Friday, March 4, 4-5 pm, MW 154
Abstract: I will present the original definition of topological entropy as formulated by Adler, Konheim and McAndrew (1965), and prove its invariance under topological isomorphism. We will compute the topological entropy in some concrete examples. I will also prove that Adler-Konheim-McAndrew definition is equivalent to its subsequent reformulation by Bowen and Dinaburg (1971) in terms of spanning/separating sets and covering numbers, as we saw previously in Hao’s talk.

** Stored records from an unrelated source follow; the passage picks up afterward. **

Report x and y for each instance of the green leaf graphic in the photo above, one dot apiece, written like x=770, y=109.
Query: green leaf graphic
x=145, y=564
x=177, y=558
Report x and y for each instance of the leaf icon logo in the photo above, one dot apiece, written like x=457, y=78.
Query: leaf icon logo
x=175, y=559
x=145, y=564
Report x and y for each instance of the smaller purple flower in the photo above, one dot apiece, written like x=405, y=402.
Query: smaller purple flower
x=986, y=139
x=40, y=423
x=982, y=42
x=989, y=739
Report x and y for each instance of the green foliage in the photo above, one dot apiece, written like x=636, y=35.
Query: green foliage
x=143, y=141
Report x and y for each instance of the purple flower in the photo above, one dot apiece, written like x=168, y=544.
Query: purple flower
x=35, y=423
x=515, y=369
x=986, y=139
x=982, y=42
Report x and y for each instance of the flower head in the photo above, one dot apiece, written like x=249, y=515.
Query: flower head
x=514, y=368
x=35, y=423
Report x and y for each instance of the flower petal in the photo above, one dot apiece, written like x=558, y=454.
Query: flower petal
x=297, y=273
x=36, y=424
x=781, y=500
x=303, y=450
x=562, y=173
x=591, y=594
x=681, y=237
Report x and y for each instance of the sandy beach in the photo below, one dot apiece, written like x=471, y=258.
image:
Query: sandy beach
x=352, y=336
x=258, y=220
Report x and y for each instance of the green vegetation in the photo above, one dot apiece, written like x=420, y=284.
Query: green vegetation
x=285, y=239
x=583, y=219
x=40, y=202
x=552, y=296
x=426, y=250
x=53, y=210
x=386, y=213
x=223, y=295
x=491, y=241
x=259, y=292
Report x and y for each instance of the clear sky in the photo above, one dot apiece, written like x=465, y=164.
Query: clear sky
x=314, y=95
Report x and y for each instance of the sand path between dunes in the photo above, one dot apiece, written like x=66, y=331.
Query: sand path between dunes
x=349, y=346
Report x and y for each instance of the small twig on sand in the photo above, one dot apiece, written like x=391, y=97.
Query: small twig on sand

Friday, February 25, 4-5 pm, MW 154
In this talk Shifan will introduce the classical theory of Dirichlet characters and Dirichlet L-functions. They were first introduced by Dirichlet to prove his famous theorem on primes in arithmetic progressions. And it turns out the key of his proof lie on the non-vanishing of those L-functions at 1. After Riemann’s epoch memoir in 1859, people realized that there is a deep connection between the distribution of primes and the zero-free regions of Dirichlet L-functions (Riemann zeta function included as a special case). A wider zero-free region was soon discoverd, for complex primitive characters, which led to a quantitive version of Dirichlet’s theorem. Yet the same type of zero-free region does not hold for real primitive character, due to the so called “Siegel zeros”, whose existence is still unknown. Eliminating those zeros will be the first step to the generalized Riemann hypothesis.
Friday, February 18, 4-5 pm, MW 154
In this talk, Zhining will present the paper, “ON SOME INFINITE SERIES INVOLVING ARITHMETICAL FUNCTIONS (II) ,” by Davenport, which established the Mobius disjointness of rotations.
Friday, February 11, 4-5 pm, MW 154
Ethan will continue his talk on the first two sections of “Sarnak’s conjecture: what’s new” by Ferenczi, Kułaga-Przymus, and Lemańczyk. The focus will be on the asymptotic behavior of multiplicative functions, with connections to ergodic theory, number theory, and uniform distribution.
Friday, February 4, 4-5 pm, MW 154
Ethan will present on the introduction and first two sections of the survey, “Sarnak’s conjecture: what’s new,” by Ferenczi, Kułaga-Przymus, and Lemańczyk, which covers the notion of Möbius disjointness, prime number theorems for uniquely ergodic dynamical systems, and important properties of multiplicative functions.